Shell Discovers 1 Trillion Cubic Feet of Gas in Eastern Nigeria

Gas

Shell’s geoscientists have put a figure on the company’s recent gas and condensate discoveries, made in the course of a drilling campaign onshore Eastern Nigeria. The company encountered 1.5 trillion cubic feet of gas and 42 million barrels of condensate, in shallow and deep reservoirs.

The revelation came in the course of several technical sessions at the just concluded annual conference and exhibition of the Nigerian Association of Petroleum Explorationists (NAPE).

The four well campaign, which utilised the High Temperature/High Pressure rig Hilong 27, was aimed at deep, High Pressure gas targets in the Gbaran -Kolo Creek -Epu field areas, in what is classified as Central Swamp Depobelt of the Niger Delta Basin, to unlock all the reserves that are located deeper than normal hydrostatic pressure on these fields.

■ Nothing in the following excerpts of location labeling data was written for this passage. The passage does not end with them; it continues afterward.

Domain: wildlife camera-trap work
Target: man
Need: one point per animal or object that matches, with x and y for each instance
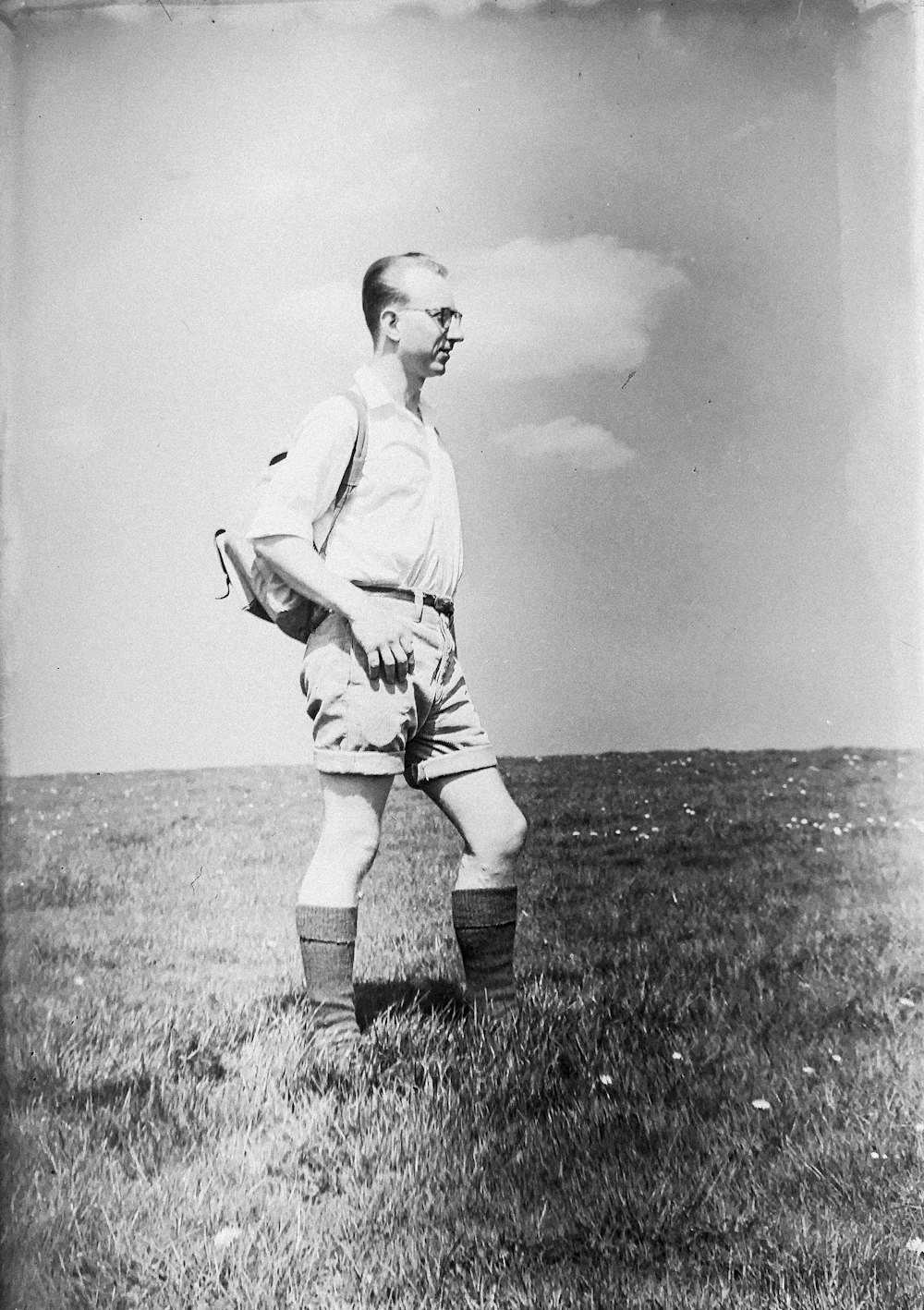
(384, 689)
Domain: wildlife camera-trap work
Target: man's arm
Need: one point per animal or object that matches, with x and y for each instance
(383, 637)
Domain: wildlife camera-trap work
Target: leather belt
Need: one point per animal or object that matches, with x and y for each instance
(439, 602)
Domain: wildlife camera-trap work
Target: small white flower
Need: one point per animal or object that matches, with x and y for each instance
(225, 1237)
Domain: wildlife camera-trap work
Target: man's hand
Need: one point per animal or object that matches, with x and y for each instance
(383, 639)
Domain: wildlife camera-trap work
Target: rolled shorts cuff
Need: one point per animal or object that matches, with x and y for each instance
(453, 761)
(370, 762)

It ran between 2014 and late September 2018, when the rig was released to the Nigerian Agip Oil Company (NAOC), a local subsidiary of the Italian giant ENI.

The new discoveries, however span both shallow and deep reservoirs.

“You know how the Niger Delta works”, one ranking Shell earth scientist told newsmen on the side-lines of the NAPE conference. “You are targeting deep, but you can encounter new hydrocarbons in the shallow sands in the process”.

The 1Bscf/d Gbaran Field gas project was already in production before the campaign, but it was only producing in the hydrostatic pressure zones before this campaign.

The new gas will be available to the 22MMTPA (3.5Bscf/d) Nigeria Liquefied Natural Gas (NLNG) Plant in Bonny, also in Eastern Nigeria.